Iście bajkowa sceneria
w której trzeba jednak ostrożnie stawiać kroki
Czyżby nawigacja padła?
Po kilku godzinnej wędrówce można znaleźć coś dla ochłody
W cieniu palmy można też odpocząć ale... koniec drogi już niedaleko
Być może za tymi skałami...
Jeszcze spojrzenie wstecz
Niemcy się nas trzymają ;)
Jeszcze minuty, nie znało się trasy ale się to czuło
I w takim składzie wędrowaliliśmy kilka godzin
rosyjsko-polsko-niemieckim
Pozdrawiam wszystkich jeśli kiedyś tutaj traficie :) Napiszcie!

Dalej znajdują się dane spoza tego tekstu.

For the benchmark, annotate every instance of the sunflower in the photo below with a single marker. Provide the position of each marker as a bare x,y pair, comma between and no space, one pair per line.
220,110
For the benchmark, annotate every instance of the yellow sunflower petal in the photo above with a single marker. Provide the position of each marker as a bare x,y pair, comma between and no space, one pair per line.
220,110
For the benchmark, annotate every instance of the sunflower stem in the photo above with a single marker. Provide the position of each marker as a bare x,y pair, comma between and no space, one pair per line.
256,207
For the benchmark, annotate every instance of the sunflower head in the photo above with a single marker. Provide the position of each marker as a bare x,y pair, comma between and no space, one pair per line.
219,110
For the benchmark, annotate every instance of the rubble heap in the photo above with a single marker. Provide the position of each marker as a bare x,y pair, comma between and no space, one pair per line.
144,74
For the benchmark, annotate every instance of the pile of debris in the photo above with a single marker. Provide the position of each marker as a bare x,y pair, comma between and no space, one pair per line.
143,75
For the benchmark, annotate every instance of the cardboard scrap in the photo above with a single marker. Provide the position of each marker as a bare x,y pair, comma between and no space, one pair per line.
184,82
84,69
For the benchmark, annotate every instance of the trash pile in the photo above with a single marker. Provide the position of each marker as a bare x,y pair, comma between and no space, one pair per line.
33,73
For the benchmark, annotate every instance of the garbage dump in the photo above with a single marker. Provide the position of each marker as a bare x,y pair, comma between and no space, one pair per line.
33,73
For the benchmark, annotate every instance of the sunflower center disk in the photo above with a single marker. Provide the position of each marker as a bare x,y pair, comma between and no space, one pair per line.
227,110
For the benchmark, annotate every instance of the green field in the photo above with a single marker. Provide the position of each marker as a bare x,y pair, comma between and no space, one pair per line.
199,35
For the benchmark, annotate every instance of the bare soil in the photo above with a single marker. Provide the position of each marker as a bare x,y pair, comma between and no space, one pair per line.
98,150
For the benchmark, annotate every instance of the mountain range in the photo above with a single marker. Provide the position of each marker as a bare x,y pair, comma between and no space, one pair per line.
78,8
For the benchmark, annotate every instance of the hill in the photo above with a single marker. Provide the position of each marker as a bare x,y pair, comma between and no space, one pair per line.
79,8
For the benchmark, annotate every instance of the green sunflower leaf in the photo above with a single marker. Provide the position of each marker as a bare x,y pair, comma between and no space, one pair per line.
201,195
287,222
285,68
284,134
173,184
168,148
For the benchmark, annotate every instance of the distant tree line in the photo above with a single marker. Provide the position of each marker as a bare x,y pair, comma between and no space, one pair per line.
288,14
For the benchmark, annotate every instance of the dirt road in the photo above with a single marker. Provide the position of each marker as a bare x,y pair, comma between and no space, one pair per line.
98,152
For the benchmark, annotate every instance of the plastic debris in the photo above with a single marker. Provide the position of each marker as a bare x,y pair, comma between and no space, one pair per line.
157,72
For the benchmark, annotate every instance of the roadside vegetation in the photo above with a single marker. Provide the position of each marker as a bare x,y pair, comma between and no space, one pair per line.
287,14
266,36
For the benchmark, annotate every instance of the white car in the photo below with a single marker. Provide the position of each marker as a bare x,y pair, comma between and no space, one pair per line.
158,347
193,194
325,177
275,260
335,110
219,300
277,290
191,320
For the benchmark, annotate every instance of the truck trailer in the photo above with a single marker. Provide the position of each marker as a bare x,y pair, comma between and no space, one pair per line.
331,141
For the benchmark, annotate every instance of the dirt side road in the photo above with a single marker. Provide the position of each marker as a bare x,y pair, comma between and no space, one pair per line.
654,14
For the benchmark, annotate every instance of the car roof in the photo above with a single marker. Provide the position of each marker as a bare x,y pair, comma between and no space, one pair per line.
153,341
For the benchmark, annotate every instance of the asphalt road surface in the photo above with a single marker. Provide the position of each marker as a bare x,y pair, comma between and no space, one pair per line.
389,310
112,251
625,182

Ostatnie metry - wyjście z wąwozu. Są tacy co odpoczną na plaży i wracają ponownie do wioski Masca. My mieliśmy bilety na taksówkę wodną, która kursuje systematycznie w godzinach dziennych do Puerto de Santiago
a po kilku godzinach wyprawy ostatnie metry wąwozu wyglądają właśnie tak
Tutaj można kupić bilet na motorówkę do miasta, coś do jedzenia czy picia za cenę księżycową chyba i oczywiście skorzystać z szaleństwa kąpieli w oceanie w kryształowo czystej i całkiem zimniej wodzie
Plaża przy wyjściu z wąwozu jest obsadzona pożądnymi kamieniami więc jeśli ktoś pragnie skorzystać z lepszych standartów kilkadziesiąt metrów dalej jest mała piaszczysta. Oczywiście wszystko w całkowitej izolacji ponieważ dostać się tutaj można tylko szlakiem lub drogą wodną
Mała motorówka- ponton już podpływa po prawej
Miejsce to jest jak widać popularne do pływania jak widać po pełnym jachcie z turystami
Zatem...odpływamy
Ostatnie spojrzenie na nasz końcowy punkt wyprawy
Los Gigantes w całej okazałości
Puerto na widoku
Puerto de Santiago około 14 jeszcze sporo dnia przed nami... czyż życie nie jest piękne?